Summary

This is an advance summary of a forthcoming article in the Oxford Research Encyclopedia of Physics. Please check back later for the full article.

Free electron lasers (FELs) are coherent radiation sources based on radiation from “free” relativistic electrons rather than electrons bound in atomic and molecular systems. FELs can, in principle, operate at any arbitrary wavelength, limited only by the energy and quality of the electron beam that is produced by accelerators. Therefore, FELs can be used to fill gaps in regions of the electromagnetic spectrum where no other coherent sources exist and can provide radiation of very high power and extreme brightness. More than 50 FELs have been built around the world, serving a diverse array of scientific fields and applications.

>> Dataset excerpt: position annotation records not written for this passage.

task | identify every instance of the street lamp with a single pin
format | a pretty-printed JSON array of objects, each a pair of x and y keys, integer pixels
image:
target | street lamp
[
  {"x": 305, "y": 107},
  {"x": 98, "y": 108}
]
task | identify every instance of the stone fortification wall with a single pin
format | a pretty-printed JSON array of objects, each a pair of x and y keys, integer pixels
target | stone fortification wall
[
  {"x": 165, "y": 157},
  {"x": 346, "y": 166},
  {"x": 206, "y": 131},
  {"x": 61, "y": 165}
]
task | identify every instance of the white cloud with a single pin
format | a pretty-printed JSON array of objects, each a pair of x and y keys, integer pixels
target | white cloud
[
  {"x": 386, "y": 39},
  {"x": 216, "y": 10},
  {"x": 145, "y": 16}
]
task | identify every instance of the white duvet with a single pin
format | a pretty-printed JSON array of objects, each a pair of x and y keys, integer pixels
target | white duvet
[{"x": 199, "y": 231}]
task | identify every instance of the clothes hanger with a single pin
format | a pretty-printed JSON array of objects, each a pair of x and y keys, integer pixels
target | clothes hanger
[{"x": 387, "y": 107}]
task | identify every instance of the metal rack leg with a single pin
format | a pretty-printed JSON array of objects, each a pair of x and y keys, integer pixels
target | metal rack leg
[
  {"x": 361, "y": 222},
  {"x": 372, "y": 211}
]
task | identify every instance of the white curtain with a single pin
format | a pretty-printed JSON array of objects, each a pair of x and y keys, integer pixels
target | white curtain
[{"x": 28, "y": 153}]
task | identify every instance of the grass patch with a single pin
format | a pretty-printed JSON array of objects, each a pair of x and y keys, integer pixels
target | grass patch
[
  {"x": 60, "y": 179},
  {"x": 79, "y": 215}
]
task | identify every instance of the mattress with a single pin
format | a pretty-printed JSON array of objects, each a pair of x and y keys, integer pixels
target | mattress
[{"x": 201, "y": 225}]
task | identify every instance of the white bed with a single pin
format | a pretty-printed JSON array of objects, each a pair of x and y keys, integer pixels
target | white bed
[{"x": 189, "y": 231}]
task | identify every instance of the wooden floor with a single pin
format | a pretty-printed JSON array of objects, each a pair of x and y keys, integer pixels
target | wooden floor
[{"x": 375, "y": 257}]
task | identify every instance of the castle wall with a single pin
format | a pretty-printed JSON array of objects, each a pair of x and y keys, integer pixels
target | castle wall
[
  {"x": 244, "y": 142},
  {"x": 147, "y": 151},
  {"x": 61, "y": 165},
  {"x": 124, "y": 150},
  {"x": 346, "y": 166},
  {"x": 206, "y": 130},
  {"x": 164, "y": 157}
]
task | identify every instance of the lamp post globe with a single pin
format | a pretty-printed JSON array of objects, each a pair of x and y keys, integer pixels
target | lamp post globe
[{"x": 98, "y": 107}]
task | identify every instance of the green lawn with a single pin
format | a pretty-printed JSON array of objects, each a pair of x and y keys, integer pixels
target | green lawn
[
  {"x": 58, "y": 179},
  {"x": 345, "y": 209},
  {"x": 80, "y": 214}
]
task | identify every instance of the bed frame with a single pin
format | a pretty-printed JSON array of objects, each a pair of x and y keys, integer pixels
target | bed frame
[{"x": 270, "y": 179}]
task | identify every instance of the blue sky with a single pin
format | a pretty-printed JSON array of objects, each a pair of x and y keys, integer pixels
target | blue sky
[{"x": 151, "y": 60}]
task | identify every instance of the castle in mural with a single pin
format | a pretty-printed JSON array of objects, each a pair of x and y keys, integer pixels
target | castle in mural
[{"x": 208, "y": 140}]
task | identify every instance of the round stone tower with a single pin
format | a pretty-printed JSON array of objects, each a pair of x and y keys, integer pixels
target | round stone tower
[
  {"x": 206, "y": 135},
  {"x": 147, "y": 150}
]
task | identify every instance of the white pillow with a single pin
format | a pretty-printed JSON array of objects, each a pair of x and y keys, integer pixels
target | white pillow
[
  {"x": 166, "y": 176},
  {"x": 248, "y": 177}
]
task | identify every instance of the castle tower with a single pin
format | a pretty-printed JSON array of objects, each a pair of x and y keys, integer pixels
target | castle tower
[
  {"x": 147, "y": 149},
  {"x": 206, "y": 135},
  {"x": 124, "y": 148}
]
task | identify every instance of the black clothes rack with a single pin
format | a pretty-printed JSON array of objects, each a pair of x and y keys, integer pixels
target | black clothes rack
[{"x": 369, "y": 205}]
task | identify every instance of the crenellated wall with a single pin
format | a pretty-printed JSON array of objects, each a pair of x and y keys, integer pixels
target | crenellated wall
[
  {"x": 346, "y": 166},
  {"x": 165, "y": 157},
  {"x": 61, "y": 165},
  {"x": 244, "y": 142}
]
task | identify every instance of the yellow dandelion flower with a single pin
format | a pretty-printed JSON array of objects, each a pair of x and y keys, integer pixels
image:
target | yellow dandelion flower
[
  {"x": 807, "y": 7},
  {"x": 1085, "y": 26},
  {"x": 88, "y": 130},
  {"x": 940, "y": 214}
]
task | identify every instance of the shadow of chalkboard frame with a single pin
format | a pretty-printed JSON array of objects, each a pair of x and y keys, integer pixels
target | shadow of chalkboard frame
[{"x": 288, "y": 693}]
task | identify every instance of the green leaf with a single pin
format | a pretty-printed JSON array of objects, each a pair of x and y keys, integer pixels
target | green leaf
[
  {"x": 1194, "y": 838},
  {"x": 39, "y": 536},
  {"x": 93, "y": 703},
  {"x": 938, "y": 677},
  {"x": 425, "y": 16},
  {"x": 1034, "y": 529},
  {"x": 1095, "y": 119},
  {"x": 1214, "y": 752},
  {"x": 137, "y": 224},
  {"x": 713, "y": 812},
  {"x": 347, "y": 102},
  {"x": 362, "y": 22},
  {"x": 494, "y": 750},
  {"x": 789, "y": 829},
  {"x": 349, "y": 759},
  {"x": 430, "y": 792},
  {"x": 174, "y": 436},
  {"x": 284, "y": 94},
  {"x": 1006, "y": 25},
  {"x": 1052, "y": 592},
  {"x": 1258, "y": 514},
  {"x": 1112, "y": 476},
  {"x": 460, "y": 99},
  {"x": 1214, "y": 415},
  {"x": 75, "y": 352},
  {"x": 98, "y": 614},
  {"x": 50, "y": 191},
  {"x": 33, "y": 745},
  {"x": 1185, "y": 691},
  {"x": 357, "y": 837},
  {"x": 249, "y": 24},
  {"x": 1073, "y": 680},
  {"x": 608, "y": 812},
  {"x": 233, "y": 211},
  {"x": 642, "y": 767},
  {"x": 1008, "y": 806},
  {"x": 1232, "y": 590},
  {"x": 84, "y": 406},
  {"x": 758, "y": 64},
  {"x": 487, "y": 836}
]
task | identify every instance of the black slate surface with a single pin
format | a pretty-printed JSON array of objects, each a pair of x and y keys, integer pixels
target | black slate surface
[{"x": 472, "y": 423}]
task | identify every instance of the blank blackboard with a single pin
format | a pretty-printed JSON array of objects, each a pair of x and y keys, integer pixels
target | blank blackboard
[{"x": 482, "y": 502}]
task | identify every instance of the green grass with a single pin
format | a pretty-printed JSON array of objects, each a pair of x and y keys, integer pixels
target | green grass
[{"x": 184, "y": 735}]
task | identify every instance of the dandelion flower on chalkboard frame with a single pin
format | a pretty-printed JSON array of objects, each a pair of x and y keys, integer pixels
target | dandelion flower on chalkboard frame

FELs are based on the resonant interaction of a high-quality electron beam with the radiation in a periodic magnetic device called an “undulator” and can have several operating modes. FEL oscillators use optical cavities to trap the radiation, so that the field is built up over many amplification passes through the undulator. FELs can also act as linear amplifiers that will magnify external radiation whose central frequency is close to the undulator resonance condition. Without any external signal, self-amplified spontaneous emission (SASE) can be used to generate intense coherent radiation starting from electron shot noise and is the most common approach for X-ray FELs. SASE will have limited temporal coherence and pulse stability due to its noisy start-up but is very flexible to generate ultrashort X-ray pulses down to attosecond durations. Various advanced schemes aiming at achieving fully coherent, stable X-ray pulses are proposed and are actively being investigated and developed.